Atrial-specific granules in situ have high calcium content, are acidic, and maintain anion gradients

The composition and pH of atrial-specific granules of rat heart were determined by electron probe x-ray microanalysis and fluorescence microscopy, respectively. The high (75 mmol/kg of dry weight) calcium content and higher than cytoplasmic concentration of chloride in atrial-specific granules were visualized in high-resolution x-ray maps. The Cl- content of granules and cytoplasm decreased and a bromide gradient (granule greater than cytoplasm) was established during incubation in low-chloride, NaBr-containing solutions. Scanning confocal fluorescence light microscopy of live atria incubated with acridine orange demonstrated dye accumulation, indicative of low intragranular pH. We conclude that the granules represent a hitherto unrecognized intracellular store of cardiac calcium and can develop and maintain an anion gradient, presumably through cotransport by means of a proton-pumping ATPase.

"Calciosome," a cytoplasmic organelle: the inositol 1,4,5-trisphosphate-sensitive Ca2+ store of nonmuscle cells?

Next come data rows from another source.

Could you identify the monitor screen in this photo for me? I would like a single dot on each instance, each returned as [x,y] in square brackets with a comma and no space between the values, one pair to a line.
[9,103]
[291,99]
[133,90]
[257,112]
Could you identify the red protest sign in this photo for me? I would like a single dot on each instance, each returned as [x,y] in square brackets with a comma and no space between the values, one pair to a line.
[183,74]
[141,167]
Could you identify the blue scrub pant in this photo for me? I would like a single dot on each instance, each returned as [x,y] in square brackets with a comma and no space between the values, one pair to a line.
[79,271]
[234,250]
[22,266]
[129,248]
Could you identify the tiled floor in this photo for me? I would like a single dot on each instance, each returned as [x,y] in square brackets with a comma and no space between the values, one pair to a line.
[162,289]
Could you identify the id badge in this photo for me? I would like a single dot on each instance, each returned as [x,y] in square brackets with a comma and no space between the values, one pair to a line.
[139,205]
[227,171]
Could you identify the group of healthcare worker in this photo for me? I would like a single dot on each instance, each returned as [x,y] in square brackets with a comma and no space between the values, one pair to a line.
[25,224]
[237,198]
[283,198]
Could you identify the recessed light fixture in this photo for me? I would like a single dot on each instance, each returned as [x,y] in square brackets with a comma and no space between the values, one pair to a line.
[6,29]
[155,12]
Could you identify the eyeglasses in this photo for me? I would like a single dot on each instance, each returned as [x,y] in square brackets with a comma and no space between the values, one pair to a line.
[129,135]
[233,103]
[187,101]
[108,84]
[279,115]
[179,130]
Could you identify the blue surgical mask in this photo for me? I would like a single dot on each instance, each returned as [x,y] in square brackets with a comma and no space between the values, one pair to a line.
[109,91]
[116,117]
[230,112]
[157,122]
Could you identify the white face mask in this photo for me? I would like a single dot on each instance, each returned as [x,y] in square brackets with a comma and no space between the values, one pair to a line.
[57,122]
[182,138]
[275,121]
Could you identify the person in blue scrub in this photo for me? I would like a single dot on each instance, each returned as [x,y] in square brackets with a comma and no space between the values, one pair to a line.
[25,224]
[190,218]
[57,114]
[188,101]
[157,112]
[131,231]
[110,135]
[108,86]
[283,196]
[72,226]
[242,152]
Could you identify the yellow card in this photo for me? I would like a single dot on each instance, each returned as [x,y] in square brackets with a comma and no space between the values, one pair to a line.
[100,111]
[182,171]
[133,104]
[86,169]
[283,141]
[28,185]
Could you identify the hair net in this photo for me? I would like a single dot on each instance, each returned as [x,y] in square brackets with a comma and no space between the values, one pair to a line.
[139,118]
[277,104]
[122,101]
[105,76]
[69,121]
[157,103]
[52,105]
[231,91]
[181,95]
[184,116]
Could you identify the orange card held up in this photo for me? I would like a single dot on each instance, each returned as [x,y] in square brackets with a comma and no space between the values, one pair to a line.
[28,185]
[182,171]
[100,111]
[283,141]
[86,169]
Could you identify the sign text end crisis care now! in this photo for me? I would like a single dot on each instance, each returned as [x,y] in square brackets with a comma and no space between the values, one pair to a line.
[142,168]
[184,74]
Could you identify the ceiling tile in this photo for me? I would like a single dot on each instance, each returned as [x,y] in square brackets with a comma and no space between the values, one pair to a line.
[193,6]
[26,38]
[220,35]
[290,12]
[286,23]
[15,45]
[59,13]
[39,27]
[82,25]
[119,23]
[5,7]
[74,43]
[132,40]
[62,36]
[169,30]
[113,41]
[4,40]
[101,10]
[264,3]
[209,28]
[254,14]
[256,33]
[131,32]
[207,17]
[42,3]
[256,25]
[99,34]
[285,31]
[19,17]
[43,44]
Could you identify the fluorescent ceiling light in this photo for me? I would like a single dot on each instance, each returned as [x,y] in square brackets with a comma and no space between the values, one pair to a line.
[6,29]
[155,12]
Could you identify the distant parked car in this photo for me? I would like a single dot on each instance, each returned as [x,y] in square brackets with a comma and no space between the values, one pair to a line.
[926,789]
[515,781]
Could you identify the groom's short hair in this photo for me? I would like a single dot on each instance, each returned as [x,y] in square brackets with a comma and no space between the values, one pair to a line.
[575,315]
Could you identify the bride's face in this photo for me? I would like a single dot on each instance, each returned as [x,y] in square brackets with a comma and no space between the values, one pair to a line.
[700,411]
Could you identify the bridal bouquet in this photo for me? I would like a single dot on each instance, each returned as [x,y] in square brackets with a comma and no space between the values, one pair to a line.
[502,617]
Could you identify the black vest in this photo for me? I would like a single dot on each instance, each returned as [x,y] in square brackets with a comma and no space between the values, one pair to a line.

Calsequestrin (CS) is the protein responsible for the high-capacity, moderate affinity binding of Ca2+ within the terminal cisternae of the sarcoplasmic reticulum, believed up to now to be specific for striated muscle. The cells of two nonmuscle lines (HL-60 and PC12) and of two rat tissues (liver and pancreas) are shown here to express a protein that resembles CS in many respects (apparent mass and pH-dependent migration in NaDodSO4/PAGE; blue staining with StainsAll dye; Ca2+ binding ability) and is specifically recognized by affinity-purified antibodies against skeletal muscle CS. In these cells, the CS-like protein is shown by immunofluorescence and immunogold procedures to be localized within peculiar, heretofore unrecognized structures distributed throughout the cytoplasm. These structures appear to be discrete organelles, which we propose to be named "calciosomes." By cell fractionation (Percoll gradient and free-flow electrophoresis), the CS-like protein of HL-60 cells is shown to copurify with the markers of the inositol 1,4,5-trisphosphate (Ins-P3)-sensitive Ca2+ store, whereas the markers of other organelles (endoplasmic reticulum, Golgi complex, mitochondria, endosomes) and of the plasma membrane do not. Calciosome might thus be the intracellular target of Ins-P3--i.e., the source of the Ca2+ redistributed to the cytosol following receptor-triggered generation of the messenger.